[PATCH] cmd: ti: Add DDRSS ECC test command
Neha Malcom Francis
n-francis at ti.com
Mon Oct 6 07:26:03 CEST 2025
Hi Udit
On 01/10/25 14:34, Kumar, Udit wrote:
>
> On 10/1/2025 1:50 PM, Neha Malcom Francis wrote:
>> From: Georgi Vlaev <g-vlaev at ti.com>
>>
>> Introduce a new version of the Keystone-II "ddr" command for testing the
>> inline ECC support in the DDRSS bridge available on K3 devices. The ECC
>> hardware support in K3's DDRSS and the test method differ substantially
>> from what we support in the K2 variant of the command. The name of the
>> new command is "ddrss" and it presently supports only single controller
>> testing.
>
> what about keeping command name same as of k2 devices,
>
> and file name as cmd/ti/ddr4.c
That makes sense, will change it.
>
>> The ECC test procedure follows these steps:
>> 1) Flush and disable the data cache.
>> 2) Disable the protected ECC Rx range.

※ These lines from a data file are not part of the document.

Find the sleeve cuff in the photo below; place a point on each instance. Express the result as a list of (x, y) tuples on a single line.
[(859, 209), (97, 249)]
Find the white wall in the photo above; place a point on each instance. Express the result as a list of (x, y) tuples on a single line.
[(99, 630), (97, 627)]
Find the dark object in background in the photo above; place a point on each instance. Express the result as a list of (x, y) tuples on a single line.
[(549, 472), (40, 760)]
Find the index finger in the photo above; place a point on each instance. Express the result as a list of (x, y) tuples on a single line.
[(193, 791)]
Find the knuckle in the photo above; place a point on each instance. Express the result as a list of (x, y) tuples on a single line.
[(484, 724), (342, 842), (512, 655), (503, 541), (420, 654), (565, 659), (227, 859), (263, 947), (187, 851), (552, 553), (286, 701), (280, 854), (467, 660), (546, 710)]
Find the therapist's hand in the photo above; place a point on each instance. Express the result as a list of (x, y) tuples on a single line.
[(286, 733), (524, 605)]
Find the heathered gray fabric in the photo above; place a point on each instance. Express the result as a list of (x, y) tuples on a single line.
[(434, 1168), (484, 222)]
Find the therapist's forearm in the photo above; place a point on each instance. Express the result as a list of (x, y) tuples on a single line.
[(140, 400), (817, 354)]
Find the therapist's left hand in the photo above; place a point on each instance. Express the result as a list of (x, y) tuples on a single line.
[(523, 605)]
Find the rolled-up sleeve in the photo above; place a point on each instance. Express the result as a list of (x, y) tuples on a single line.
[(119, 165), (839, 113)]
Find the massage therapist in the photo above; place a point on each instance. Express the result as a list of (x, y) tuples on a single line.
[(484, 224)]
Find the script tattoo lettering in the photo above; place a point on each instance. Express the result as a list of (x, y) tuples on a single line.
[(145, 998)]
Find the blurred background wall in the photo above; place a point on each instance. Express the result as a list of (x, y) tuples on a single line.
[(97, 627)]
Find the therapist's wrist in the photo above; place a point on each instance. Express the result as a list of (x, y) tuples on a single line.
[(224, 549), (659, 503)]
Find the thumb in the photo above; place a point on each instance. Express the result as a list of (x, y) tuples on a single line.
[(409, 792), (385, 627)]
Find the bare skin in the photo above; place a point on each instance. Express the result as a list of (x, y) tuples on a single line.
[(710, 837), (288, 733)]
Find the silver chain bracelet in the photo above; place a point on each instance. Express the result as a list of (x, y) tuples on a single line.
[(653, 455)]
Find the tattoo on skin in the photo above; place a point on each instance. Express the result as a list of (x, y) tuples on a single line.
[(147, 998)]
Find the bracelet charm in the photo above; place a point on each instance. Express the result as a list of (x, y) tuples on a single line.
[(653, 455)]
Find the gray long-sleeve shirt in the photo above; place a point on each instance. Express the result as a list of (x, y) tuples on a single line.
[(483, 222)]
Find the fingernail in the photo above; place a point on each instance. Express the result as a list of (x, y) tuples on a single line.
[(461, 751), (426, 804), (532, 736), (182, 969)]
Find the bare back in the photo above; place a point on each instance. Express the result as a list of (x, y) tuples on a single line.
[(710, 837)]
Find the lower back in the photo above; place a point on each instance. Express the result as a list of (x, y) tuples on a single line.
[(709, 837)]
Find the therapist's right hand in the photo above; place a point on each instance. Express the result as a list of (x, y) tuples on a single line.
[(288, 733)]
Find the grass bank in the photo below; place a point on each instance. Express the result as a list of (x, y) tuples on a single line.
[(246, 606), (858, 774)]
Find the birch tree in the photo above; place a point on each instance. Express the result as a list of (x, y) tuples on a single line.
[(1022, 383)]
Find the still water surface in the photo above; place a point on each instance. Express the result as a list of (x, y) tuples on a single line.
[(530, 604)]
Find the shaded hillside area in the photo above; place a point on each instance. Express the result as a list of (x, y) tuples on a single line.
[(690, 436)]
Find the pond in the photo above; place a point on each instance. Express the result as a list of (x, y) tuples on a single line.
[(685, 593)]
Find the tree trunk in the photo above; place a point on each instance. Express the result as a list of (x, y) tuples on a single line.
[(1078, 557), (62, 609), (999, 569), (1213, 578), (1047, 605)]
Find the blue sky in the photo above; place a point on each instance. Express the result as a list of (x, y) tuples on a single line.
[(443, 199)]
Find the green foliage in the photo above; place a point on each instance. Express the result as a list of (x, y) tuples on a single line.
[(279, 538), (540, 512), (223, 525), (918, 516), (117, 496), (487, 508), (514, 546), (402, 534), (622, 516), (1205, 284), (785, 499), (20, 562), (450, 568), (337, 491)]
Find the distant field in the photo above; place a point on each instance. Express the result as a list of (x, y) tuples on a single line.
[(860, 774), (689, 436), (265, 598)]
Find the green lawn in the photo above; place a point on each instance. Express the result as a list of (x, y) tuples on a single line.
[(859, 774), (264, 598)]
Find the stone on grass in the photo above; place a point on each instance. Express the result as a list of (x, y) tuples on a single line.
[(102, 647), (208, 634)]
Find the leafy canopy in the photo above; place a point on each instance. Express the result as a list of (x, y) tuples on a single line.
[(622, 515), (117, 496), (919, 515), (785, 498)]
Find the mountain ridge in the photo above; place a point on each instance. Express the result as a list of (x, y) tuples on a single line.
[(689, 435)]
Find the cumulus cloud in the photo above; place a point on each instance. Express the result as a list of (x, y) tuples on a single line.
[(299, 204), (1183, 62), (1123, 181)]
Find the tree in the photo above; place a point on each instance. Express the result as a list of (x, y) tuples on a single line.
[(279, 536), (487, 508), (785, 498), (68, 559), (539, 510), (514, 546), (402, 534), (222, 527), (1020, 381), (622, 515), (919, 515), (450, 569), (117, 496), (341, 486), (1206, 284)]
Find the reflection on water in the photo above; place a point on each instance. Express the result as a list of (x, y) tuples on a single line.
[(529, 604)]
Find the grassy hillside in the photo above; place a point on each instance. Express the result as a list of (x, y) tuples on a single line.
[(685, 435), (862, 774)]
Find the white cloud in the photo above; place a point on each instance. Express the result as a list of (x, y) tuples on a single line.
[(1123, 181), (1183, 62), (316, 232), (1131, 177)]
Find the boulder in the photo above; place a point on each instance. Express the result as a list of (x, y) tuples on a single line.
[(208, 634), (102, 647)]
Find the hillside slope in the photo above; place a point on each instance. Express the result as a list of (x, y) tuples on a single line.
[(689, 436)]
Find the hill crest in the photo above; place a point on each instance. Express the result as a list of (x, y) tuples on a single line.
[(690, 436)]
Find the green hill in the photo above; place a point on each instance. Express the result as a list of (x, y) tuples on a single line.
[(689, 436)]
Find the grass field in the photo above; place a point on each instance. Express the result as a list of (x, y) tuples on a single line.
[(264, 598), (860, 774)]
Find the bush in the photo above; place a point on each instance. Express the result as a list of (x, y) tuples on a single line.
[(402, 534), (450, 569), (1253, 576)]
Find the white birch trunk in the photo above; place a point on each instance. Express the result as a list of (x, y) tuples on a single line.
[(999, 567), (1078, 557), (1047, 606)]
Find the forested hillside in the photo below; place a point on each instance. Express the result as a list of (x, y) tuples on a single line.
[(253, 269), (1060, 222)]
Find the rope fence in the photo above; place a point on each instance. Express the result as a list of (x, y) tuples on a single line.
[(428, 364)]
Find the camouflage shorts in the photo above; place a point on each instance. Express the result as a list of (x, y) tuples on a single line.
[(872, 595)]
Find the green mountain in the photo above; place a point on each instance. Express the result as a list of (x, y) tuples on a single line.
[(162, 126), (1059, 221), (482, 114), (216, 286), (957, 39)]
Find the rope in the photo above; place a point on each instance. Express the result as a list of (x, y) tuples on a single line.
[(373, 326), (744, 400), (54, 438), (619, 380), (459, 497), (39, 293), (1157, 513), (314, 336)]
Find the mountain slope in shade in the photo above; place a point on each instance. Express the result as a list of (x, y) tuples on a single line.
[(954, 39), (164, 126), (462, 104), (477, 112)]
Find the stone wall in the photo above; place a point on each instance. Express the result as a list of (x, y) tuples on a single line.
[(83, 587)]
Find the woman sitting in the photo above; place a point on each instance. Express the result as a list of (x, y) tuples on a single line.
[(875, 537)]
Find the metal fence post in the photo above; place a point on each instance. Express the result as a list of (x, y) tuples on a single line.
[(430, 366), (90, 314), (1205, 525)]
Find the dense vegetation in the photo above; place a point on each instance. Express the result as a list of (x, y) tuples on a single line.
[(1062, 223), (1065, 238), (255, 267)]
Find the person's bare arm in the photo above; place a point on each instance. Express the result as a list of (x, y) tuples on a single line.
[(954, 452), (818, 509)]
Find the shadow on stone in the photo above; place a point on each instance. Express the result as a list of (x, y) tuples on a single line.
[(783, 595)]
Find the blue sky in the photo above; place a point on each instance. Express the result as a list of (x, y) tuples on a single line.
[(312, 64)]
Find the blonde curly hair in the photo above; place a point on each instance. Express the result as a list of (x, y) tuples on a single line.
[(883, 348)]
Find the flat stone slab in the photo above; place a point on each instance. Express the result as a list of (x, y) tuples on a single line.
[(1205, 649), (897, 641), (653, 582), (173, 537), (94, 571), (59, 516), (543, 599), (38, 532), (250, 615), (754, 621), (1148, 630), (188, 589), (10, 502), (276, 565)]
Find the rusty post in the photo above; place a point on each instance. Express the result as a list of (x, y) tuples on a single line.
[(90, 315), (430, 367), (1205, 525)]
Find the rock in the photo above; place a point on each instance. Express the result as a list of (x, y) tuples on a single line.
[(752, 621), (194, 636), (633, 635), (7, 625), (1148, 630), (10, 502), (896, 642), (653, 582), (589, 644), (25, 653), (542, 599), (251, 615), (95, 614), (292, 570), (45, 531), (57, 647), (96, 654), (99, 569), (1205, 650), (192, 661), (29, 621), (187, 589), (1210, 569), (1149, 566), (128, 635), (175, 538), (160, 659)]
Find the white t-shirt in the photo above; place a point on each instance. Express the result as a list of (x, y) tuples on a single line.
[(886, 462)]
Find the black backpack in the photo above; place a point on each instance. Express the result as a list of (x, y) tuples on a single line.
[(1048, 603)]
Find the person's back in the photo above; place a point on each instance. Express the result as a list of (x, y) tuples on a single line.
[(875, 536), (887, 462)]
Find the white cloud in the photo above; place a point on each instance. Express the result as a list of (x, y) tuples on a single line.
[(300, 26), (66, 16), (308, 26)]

>> 3) Flip a bit in the address.
>> 4) Restore the range to original.
>> 5) Read the modified value (corrected).
>> 6) Re-enable the data cache.
>>
>> This will cause the 1-bit ECC error count to increase while the read
>> will return the corrected value.
>
> code checks for 2-bit ecc as well, Please add more description when
> 2-bit errors are expected
2-bit ECC errors trigger a synchronous abort, this U-Boot test case does
not catch it. I will add in the description about this expected behavior.
>
>
>> The K3 version of the command extends the syntax for the "ecc_err"
>> argument by also introducing an argument for range which specifies which
>> range (0, 1, 2) the address is located in.
>>
>> Signed-off-by: Georgi Vlaev <g-vlaev at ti.com>
>> Signed-off-by: Santhosh Kumar K <s-k6 at ti.com>
>> [n-francis at ti.com: Add J7 and multiple-region support, simplify logic]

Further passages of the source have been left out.